Stilistika merupakan ilmu yang
mempelajari mengenai gaya. Gaya
merupakan suatu cara tertentu yang
dilakukan untuk mengungkapkan/
menyampaikan sesuatu agar sesuai dengan
tujuan yang ingin dicapai. Secara
tradisional, bentuk majas disamakan
dengan gaya bahasa. (Ratna, 2016:160-
165). Pendekatan stilistika meliputi gaya
bahasa, diksi, dan citraan. Dalam
penelitian ini akan dikaji tentang
penggunaan gaya bahasa dan diksi.
Peneliti memilih buku kumpulan
puisi Kuajak Kau ke Hutan dan Tersesat
Berdua karya Boy Candra dikarenakan
pemilihan bahasa dan kata-katanya
sederhana namun terangkai indah dan
penuh makna. Peneliti juga mengagumi
sosok penulis yang mampu menciptakan
karya sastra puisi dengan rangkaian kata
yang akrab dengan keseharian.
Kebanyakan puisi karya Boy Candra
bertemakan kisah percintaan. Oleh karena
itu, puisi-puisi Boy Candra mampu
menggambarkan kisah-kasih siswa
Sekolah Menengah Atas yang memasuki
masa-masa remajanya.
Buku Kuajak Kau ke Hutan dan
Tersesat Berdua karya Boy Candra
termasuk dalam dalam karya sastra puisi.
Buku kumpulan puisi tersebutpertama kali
diterbitkan pada tahun 2016. Buku tersebut
merupakan buku puisi pertama sekaligus
buku kedelapan Boy Candra yang telah
diterbitkan. Sebelum terbit buku puisi ini,
terdapat tujuh buku berupa novel yang
telah diterbitkan dan hampir semuanya
best seller.
Buku kumpulan puisi tersebut belum
pernah dikaji dengan kajian stilistika oleh
orang lain. Oleh karena itu, peneliti ingin
menjadikan buku tersebut sebagai objek
kajian dalam penelitiannya. Dalam sekolah
tingkat SMA, terdapat pelajaran mengenai puisi. Hal tersebut tertera di dalam silabus
bahasa Indonesia Kurikulum 2013 edisi
revisi kelas X Sekolah Menengah Atas.
Buku kumpulan puisi Kuajak Kau ke
Hutan dan Tersesat Berduadapat dijadikan
sebagai materi ajar dalam pembelajaran
menulis puisi kelas X SMA.
Penelitian ini relevan dengan
penelitian yang dilakukan oleh Susilowati
dengan judul “Gaya Bahasa dalam Novel
Pesantren Impian Karya Asma Nadia”
(2016). Dalam penelitian yang dilakukan
oleh Susilowati, terdapat penggunaan gaya
bahasa perbandingan sebanyak 9 jenis
yaitu simile, metafora, personifikasi,
alegori, antitesis, pleonasme, dan tautologi.

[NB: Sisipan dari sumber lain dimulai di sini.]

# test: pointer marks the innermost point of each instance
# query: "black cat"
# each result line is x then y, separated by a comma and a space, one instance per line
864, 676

Gaya bahasa metafora merupakan gaya
bahasa perbandingan yang paling dominan
dengan data sebanyak 32. Dalam penelitian
Susilowati banyak memperbandingkan dua
hal yang berbeda tanpa menggunakan kata
tertentu misalnya seperti, bak, ibarat, dan
lain sebagainya. Penggunaan gaya bahasa
metafora bertujuan untuk menambah nilai
estetik dan menggiring pembaca berlogika
agar makna yang ingin disampaikan
tercapai. Perbedaan penelitian ini dengan
penelitian Susilowati adalah objek yang
diteliti dalam penelitian ini adalah puisi
sedangkan objek dalam penelitian
Susilowati berupa novel. Selain itu, dalam
penelitian ini menganalisis gaya bahasa
dan diksi sedangkan penelitian oleh
Susilowati hanya menganalisis gaya
bahasa dan hasil analisisnya tidak
direlevansikan dengan pembelajaran di
sekolah.
Penelitian ini sejalan dengan
penelitian yang dilakukan oleh Fransori
yang berjudul “Analisis Stilistika pada
Puisi Kepada Peminta-minta Karya
Chairil Anwar” (2017).Persamaan
penelitian ini dengan penelitian oleh
Fransori adalah sama-sama menggunakan
objek kajian berupa puisi.Selain itu, diksi
yang paling dominan sama-sama berupa
diksi konotatif. Dalam penelitian Fransori,
diksi konotatif digunakan untuk
menyatakan makna puisi secara tidak
langsung sekaligus menciptakan efek
estetis.Perbedaan penelitian ini dengan
penelitian yang dilakukan oleh Fransori
adalah dalam penelitian ini hanya dikaji
mengenai gaya bahasa dan diksi sedangkan
penelitian Fransori terdapat analisis
mengenai pencitraan. Dalam penelitian ini
hasil analisis akan direlevansikan sebagai
materi ajar menulis puisi kelas X SMA,
sedangkan penelitian oleh Fransori tidak.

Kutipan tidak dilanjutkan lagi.